First, thank you very much for the feedback. I appreciate it.
You'll find my replies interspersed.
> 1. The documentation implies that a Xapian backend would not support
> field
> weight boosting. I don't see any reason that this wouldn't be
> possible -
> Xapian supports boosting of weights on a field, or on an individual
> term basis,
> both statically (ie, at index time) and dynamically (at search time).
Great! I couldn't find any mention of boost in the docs, so I didn't
include it. I'll add this to the documentation.

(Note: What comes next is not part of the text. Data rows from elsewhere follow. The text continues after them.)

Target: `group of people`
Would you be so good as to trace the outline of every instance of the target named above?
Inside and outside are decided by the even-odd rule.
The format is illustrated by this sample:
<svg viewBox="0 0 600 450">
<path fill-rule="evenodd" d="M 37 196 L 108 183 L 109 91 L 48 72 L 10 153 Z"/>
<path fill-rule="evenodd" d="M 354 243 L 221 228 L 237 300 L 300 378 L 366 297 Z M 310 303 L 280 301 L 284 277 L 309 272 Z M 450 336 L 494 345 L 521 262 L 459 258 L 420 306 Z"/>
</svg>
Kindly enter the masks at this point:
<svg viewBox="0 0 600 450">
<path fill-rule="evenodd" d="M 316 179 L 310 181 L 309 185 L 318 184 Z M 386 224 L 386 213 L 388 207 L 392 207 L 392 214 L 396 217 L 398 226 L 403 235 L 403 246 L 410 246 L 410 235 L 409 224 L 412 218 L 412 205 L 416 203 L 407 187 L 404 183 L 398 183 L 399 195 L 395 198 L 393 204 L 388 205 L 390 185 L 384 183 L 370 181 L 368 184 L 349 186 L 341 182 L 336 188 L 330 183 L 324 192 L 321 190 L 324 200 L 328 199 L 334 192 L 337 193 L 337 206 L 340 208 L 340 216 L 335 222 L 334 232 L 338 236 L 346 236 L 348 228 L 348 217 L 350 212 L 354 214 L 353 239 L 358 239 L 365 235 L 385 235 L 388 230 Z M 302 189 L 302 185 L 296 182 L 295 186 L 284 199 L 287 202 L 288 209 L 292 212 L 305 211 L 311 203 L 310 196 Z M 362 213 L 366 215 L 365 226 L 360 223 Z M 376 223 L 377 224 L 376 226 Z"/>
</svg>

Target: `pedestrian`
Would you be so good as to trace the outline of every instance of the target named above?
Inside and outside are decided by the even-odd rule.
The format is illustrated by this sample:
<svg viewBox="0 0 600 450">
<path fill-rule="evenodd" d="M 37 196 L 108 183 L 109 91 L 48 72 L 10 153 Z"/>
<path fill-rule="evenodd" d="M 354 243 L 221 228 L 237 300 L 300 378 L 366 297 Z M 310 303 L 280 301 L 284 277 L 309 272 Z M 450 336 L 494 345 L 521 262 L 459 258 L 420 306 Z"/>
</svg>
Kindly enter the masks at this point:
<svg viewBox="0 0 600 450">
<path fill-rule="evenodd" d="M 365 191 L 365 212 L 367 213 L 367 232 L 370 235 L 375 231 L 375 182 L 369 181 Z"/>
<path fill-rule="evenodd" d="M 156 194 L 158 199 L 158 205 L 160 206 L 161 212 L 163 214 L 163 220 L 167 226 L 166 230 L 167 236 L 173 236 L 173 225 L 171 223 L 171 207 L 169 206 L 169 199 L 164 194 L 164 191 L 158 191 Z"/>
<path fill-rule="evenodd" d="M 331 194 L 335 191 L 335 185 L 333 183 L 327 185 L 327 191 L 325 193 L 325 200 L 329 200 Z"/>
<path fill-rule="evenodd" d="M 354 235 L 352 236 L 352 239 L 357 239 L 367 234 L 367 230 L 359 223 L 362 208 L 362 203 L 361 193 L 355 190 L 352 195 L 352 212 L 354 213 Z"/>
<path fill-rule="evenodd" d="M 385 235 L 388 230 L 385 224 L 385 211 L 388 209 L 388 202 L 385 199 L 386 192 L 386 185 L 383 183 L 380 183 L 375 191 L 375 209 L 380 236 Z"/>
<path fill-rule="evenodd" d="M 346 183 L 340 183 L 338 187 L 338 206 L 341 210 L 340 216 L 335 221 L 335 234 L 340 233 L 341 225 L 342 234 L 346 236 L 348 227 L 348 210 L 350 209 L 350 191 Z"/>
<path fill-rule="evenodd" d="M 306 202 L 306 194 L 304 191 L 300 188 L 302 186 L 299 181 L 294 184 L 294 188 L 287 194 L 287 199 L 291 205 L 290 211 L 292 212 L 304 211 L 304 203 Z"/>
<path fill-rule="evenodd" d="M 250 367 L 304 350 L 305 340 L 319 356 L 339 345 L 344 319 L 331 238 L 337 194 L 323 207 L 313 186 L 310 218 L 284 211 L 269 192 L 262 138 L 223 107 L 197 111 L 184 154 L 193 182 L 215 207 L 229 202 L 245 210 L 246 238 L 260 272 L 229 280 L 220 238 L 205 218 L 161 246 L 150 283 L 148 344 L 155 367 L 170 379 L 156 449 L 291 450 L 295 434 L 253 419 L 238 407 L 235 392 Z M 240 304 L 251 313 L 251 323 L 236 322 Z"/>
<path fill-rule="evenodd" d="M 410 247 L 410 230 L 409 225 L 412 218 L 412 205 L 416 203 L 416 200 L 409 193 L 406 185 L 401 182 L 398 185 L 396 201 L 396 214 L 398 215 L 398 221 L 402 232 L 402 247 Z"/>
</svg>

> 2. I note that the HAYSTACK_DEFAULT_OPERATOR setting defaults to OR.
> This
> seems slightly odd to me, since most search engines default to an AND
> operator
> these days, and correspondingly, users tend to expect more search
> terms to
> result in a more specific query, not a more broad one. Is this for
> compatibility with the ORM QuerySet object in some way?
Sorry, I think the was the result of early testing and it never got
changed back. I'm changing it back to 'AND'. If anyone wants to
override this, it's available as a settings
(http://github.com/toastdriven/django-haystack/blob/5b589d19f810ab7242484b7ce8f96962261ada19/haystack/query.py#L181).
The state of highlighting sucks right now, simply because every
backend seems to do it differently. I'd appreciate a pure Python
solution if the licensing can be worked out and this is on my list of
things to look into/think about soonish.
> 4. Documentation on how the facet stuff is intended to work would be
> really
> handy! :) Xappy has extensive facet support - I'd like to see whether
> that
> support matches reasonably with the support offered by haystack.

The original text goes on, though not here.